DeFi Sentinel - Comprehensive Fraud Detection System for Decentralized Exchanges

Project Overview

DeFi Sentinel is an advanced cryptocurrency fraud detection system that employs distributed computing and sophisticated analytics to identify suspicious activities in decentralized exchanges (DEX). The project implements a multi-layered approach combining rule-based detection, machine learning, and graph-based network analysis to provide robust protection against evolving fraud techniques in the cryptocurrency space.

Key Objectives Achieved

Developed three complementary pipelines for comprehensive cryptocurrency fraud detection
Successfully implemented a modular architecture enabling detection at multiple levels of sophistication
Delivered an end-to-end system deployed on Google Cloud Platform to ensure scalability and real-time processing
Created an integrated data warehouse for unified analysis and visualization of detected anomalies

Pipeline Architecture

The system consists of three specialized, complementary detection pipelines:

1. Rule-Based Batch Processing

This pipeline applies established rules to identify known fraud patterns in historical blockchain data:

Flash Trade Detection: Identifies rapid buying and selling of tokens to manipulate prices
Same Token Swap Analysis: Detects circular trades that create artificial volume
Rapid Transaction Sequencing: Spots unusual patterns of high-frequency trades that may indicate market manipulation
Implemented using: Apache Spark on Google Dataproc for distributed batch processing of blockchain data
Trigger mechanism: Cloud Functions automatically initiate processing on schedule or when new data arrives
Significance: Provides baseline detection of established fraud patterns with minimal false positives

2. ML-Based Stream Processing

This pipeline applies machine learning for real-time fraud detection of anomalies:

Isolation Forest Algorithm: Uses statistical anomaly detection to identify outlier transactions
Real-time Processing: Analyzes transaction data as it occurs on the blockchain
Temporal Pattern Recognition: Identifies unusual timing patterns that deviate from normal trading behavior
Implemented using: Apache Beam on Google Dataflow with containerized processing
Significance: Enables detection of previously unknown fraud patterns and adapts to evolving threats

3. Graph-Based Network Analysis

This pipeline focuses on relationship analysis between wallets and transactions:

PageRank Analysis: Identifies influential addresses in the transaction network
Community Detection: Discovers related trading groups that may be collaborating
KMeans Clustering: Groups wallets based on behavioral features (e.g., in/out-degree, volume ratios); flags addresses that are far from cluster centroids as anomalous
Cluster Analysis: Finds anomalous behavior patterns across the network
Implemented using: GraphFrames on Apache Spark for graph analytics
Significance: Reveals sophisticated fraud schemes that involve multiple coordinated accounts and complex transaction patterns

Source Code Structure

This repository contains the following key components:

1. Rule-Based Batch Processing (`/Batch_processing/`)
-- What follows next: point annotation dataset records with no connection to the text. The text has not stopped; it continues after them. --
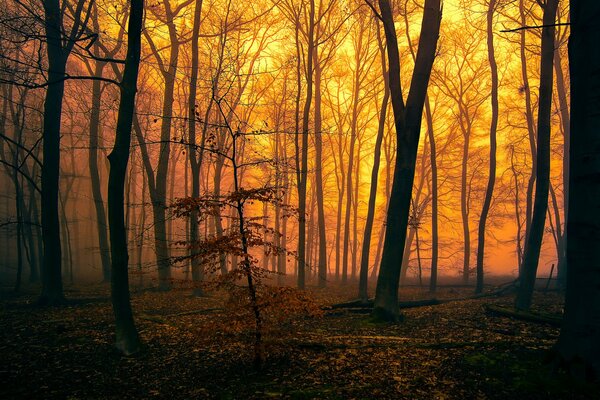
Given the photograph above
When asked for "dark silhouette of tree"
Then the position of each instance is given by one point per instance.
(579, 342)
(493, 146)
(533, 242)
(407, 119)
(60, 40)
(127, 339)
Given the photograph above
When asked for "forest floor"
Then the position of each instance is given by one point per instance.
(454, 350)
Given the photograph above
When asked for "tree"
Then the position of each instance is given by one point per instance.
(408, 126)
(493, 146)
(364, 261)
(534, 238)
(127, 339)
(60, 41)
(158, 182)
(579, 342)
(195, 160)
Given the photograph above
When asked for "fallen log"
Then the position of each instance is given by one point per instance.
(354, 304)
(529, 316)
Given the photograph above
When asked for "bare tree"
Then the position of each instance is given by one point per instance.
(533, 242)
(408, 123)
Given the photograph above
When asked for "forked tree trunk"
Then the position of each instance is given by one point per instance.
(322, 261)
(101, 224)
(493, 127)
(366, 247)
(303, 177)
(127, 339)
(579, 342)
(533, 242)
(408, 125)
(52, 288)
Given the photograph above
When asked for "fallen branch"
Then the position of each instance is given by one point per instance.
(550, 319)
(361, 304)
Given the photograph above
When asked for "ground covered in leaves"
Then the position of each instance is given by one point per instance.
(198, 348)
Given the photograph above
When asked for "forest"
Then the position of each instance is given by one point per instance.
(300, 199)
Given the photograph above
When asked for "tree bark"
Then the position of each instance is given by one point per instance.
(101, 224)
(408, 126)
(366, 247)
(322, 261)
(127, 339)
(579, 342)
(536, 232)
(303, 173)
(52, 288)
(489, 192)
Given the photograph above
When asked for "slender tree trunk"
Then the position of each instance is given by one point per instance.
(304, 161)
(434, 199)
(322, 261)
(350, 171)
(563, 106)
(366, 247)
(579, 345)
(194, 154)
(95, 128)
(530, 123)
(534, 239)
(52, 288)
(464, 208)
(493, 127)
(127, 339)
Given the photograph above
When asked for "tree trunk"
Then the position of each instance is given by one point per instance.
(93, 164)
(195, 160)
(530, 123)
(322, 261)
(489, 192)
(579, 342)
(536, 232)
(563, 106)
(52, 288)
(304, 162)
(366, 247)
(127, 339)
(408, 126)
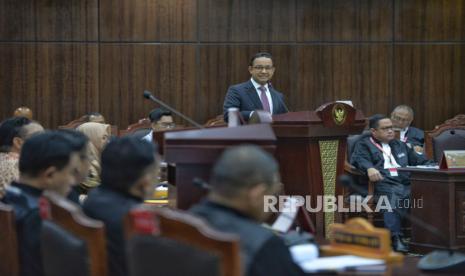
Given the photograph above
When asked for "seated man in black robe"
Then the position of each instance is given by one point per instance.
(379, 155)
(240, 180)
(48, 161)
(129, 174)
(402, 117)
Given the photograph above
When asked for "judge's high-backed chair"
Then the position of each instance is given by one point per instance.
(139, 129)
(9, 257)
(168, 242)
(360, 179)
(448, 136)
(72, 244)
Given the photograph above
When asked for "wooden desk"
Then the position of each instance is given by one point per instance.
(443, 206)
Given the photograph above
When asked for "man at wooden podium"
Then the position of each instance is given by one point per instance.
(256, 93)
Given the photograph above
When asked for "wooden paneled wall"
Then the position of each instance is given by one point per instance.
(66, 58)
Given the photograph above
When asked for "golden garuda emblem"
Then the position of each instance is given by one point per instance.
(339, 114)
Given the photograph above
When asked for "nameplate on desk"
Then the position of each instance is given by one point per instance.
(453, 159)
(358, 237)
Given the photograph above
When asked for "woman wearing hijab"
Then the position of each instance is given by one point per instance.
(98, 135)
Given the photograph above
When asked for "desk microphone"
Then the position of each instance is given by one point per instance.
(438, 260)
(149, 96)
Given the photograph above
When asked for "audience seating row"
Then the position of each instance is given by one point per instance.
(157, 241)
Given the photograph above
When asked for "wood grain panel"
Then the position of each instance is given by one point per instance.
(58, 82)
(247, 21)
(126, 70)
(430, 79)
(430, 20)
(344, 20)
(49, 20)
(360, 73)
(223, 66)
(148, 20)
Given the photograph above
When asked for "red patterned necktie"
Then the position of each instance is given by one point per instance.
(264, 99)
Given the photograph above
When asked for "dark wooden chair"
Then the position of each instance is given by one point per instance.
(169, 242)
(9, 256)
(448, 136)
(71, 243)
(360, 180)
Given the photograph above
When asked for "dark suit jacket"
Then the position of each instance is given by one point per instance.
(111, 207)
(25, 201)
(262, 252)
(415, 136)
(366, 155)
(244, 96)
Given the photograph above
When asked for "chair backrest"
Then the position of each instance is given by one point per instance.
(84, 119)
(451, 139)
(71, 243)
(9, 256)
(217, 121)
(352, 141)
(180, 233)
(75, 123)
(447, 136)
(142, 124)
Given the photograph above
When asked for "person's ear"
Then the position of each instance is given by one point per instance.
(47, 175)
(18, 143)
(257, 192)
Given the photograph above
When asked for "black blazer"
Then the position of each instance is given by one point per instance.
(244, 96)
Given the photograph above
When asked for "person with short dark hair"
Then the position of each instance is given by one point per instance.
(379, 156)
(256, 93)
(402, 117)
(240, 179)
(13, 132)
(129, 175)
(160, 119)
(47, 162)
(23, 111)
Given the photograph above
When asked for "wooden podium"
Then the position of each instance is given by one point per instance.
(195, 151)
(311, 151)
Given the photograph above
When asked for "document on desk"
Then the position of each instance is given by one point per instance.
(341, 263)
(432, 167)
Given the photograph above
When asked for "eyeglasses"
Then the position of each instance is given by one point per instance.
(386, 128)
(400, 119)
(260, 68)
(166, 125)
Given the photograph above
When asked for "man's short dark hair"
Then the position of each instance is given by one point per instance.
(124, 161)
(156, 114)
(259, 55)
(11, 128)
(243, 167)
(78, 139)
(45, 150)
(374, 120)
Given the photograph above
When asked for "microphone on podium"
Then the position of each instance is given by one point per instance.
(437, 261)
(149, 96)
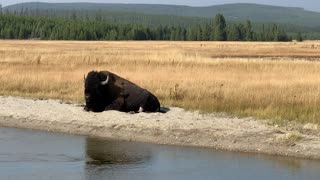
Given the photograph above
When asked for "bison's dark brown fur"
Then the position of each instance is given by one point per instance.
(107, 91)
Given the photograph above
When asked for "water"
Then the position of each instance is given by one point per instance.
(32, 155)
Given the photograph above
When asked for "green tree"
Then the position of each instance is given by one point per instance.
(249, 33)
(220, 25)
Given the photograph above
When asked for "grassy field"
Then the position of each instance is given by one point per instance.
(279, 81)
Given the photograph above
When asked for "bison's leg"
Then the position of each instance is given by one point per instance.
(150, 104)
(116, 104)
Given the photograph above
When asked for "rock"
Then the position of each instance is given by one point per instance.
(311, 126)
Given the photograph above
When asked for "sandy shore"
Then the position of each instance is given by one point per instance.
(176, 127)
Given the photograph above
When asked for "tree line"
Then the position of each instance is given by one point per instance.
(22, 26)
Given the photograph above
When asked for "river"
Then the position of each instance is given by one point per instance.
(33, 155)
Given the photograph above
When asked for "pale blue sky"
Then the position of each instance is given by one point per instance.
(307, 4)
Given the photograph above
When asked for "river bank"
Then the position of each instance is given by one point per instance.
(176, 127)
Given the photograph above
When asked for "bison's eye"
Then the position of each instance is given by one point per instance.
(87, 97)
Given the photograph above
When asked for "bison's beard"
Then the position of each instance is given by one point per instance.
(95, 104)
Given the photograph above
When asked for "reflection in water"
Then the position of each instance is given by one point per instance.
(99, 151)
(33, 155)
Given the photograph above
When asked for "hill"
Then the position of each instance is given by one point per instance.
(234, 12)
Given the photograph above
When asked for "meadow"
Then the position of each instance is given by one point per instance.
(268, 80)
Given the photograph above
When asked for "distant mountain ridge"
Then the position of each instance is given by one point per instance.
(235, 12)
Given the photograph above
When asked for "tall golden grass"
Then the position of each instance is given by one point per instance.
(278, 81)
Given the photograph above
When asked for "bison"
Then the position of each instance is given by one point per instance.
(105, 90)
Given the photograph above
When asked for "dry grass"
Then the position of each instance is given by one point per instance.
(265, 80)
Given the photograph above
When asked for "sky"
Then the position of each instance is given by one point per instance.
(307, 4)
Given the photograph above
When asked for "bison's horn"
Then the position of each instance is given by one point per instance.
(105, 82)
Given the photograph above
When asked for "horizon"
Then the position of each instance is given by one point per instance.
(200, 3)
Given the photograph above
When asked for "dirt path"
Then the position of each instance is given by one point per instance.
(176, 127)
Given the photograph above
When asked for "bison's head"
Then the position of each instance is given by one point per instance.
(94, 91)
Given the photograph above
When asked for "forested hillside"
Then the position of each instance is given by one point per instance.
(232, 12)
(14, 26)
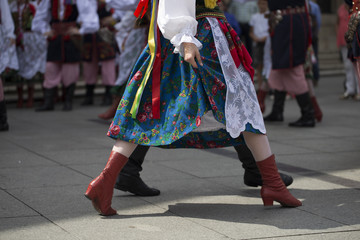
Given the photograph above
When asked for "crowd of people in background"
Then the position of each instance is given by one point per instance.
(48, 41)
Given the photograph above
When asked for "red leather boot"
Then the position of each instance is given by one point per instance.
(273, 188)
(100, 190)
(261, 95)
(317, 111)
(110, 113)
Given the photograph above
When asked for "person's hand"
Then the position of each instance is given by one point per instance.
(190, 53)
(49, 34)
(73, 31)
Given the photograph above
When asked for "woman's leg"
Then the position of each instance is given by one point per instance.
(273, 188)
(100, 190)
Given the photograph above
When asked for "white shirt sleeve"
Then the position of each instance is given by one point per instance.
(7, 23)
(177, 22)
(41, 21)
(88, 16)
(123, 5)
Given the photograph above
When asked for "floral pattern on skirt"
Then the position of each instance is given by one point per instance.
(186, 95)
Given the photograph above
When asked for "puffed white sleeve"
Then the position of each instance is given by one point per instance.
(6, 20)
(88, 16)
(42, 18)
(123, 5)
(177, 22)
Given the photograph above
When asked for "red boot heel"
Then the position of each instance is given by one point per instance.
(101, 189)
(268, 201)
(273, 188)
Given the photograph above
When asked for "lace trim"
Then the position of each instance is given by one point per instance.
(241, 106)
(8, 57)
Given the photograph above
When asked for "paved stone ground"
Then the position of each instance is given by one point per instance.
(47, 160)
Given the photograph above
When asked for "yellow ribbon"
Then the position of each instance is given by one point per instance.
(152, 47)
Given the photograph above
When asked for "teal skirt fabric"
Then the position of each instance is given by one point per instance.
(186, 95)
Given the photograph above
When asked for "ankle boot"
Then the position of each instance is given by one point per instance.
(307, 118)
(100, 190)
(69, 94)
(89, 95)
(30, 101)
(252, 176)
(129, 178)
(317, 109)
(277, 111)
(49, 100)
(4, 126)
(20, 91)
(261, 95)
(107, 99)
(110, 113)
(273, 188)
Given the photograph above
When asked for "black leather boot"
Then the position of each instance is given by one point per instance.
(49, 100)
(252, 176)
(307, 118)
(107, 99)
(69, 94)
(129, 178)
(4, 126)
(89, 95)
(277, 111)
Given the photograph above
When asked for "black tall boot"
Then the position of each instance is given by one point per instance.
(69, 94)
(89, 95)
(107, 99)
(252, 176)
(4, 126)
(307, 118)
(277, 111)
(49, 100)
(129, 178)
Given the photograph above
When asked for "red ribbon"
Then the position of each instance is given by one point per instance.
(239, 52)
(156, 76)
(143, 6)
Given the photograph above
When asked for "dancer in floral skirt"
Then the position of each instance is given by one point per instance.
(191, 87)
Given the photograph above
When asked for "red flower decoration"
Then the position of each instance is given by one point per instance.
(214, 54)
(115, 129)
(147, 107)
(211, 100)
(222, 86)
(214, 90)
(198, 121)
(138, 76)
(207, 26)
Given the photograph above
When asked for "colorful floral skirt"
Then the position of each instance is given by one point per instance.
(187, 94)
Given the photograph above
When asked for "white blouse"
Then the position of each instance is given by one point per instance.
(7, 24)
(87, 16)
(177, 22)
(123, 5)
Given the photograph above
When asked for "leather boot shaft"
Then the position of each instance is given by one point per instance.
(49, 100)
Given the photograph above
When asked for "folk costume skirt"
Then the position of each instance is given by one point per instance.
(207, 107)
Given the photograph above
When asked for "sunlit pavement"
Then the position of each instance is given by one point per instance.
(48, 159)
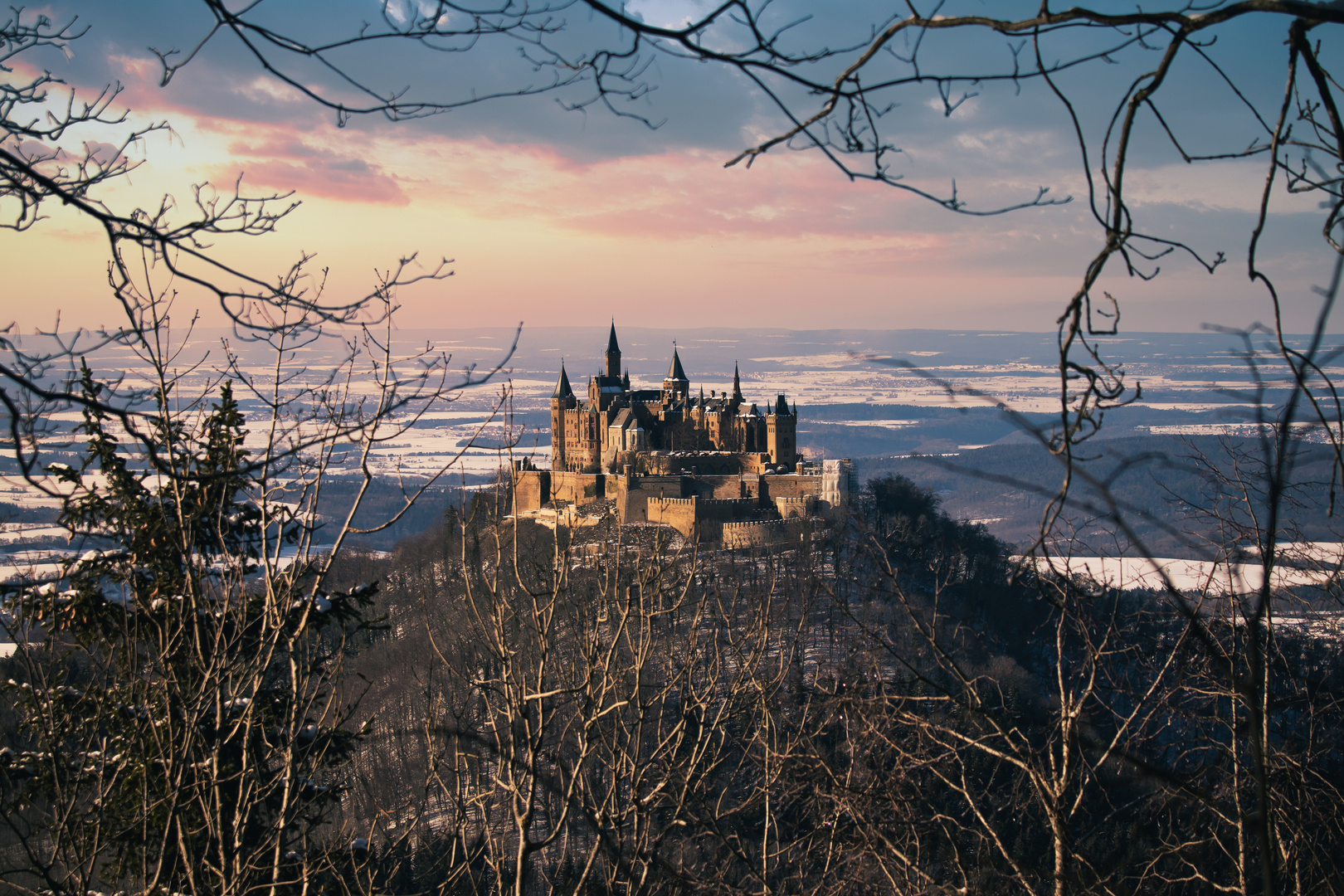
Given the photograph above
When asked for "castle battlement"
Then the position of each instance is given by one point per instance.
(700, 465)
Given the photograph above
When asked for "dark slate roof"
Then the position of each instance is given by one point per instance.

spark-job.py: Main PySpark application that implements rule-based fraud detection algorithms
cloud_functions/: Code that runs inside the cloud function that trigger the dataproc

2. ML-Based Stream Processing (`/beam_custom_pipeline/`)

rules.py: Apache Beam pipeline for real-time fraud detection using Isolation Forest
Dockerfile: Dockerfile to create the docker container
gcp_docker.sh: Script for deploying the docker container in gcr and create data flex template

3. Graph-Based Analytics (`/Network_analysis_batch_processing/`)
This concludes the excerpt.